Extract — Data Types

Engenerate extracts text, tables, figures, plots, and equations—keeping each type structured and accessible for downstream use in chat, datasets, and reports.

Text

Narrative text is extracted from all supported document types, including mixed-layout pages, multi-column formats, and scanned or image-based PDFs. Engenerate uses optical character recognition (OCR) to recover text from scanned engineering reports, field documentation, and legacy paper records—turning them into editable, searchable content within your project.
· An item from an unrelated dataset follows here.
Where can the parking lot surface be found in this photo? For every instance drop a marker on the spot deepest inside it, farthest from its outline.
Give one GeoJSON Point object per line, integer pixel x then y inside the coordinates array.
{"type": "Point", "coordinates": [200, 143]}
This is especially valuable for technical reports, specifications, and reference documents where the prose needs to be reviewable and reusable alongside structured data, whether those documents were born digital or digitized from physical originals.

Math & Equations

Mathematical content is extracted and stored in a universal format (LaTeX) that preserves the original notation. The built-in equation editor makes it easy to view, correct, and update equations directly in the content editor without needing to know LaTeX syntax.

Tables

Tables are extracted into structured content that can be reviewed independently of the source page layout. Large tabular datasets are stored in a structured format that makes them accessible for downstream use in datasets, chat context, and export.

Figures

Figures are extracted and stored as images with associated metadata and prose narrative context. Where applicable, figures are linked to extracted or validated datasets so that visual content and structured data remain connected.

Plots

Engenerate automatically detects chart and plot figures during processing and provides a first-pass extraction. For each detected plot:

  • The image is straightened and corrected for page skew
  • A first-pass extraction of visible data points from colored datasets is performed
  • Axis definitions are detected and an overlay is applied for review
  • Axes, datasets, and labels receive initial automatic attribution

The first-pass result is a starting point, not a final answer. The Plot Digitizer is where you refine and confirm those results.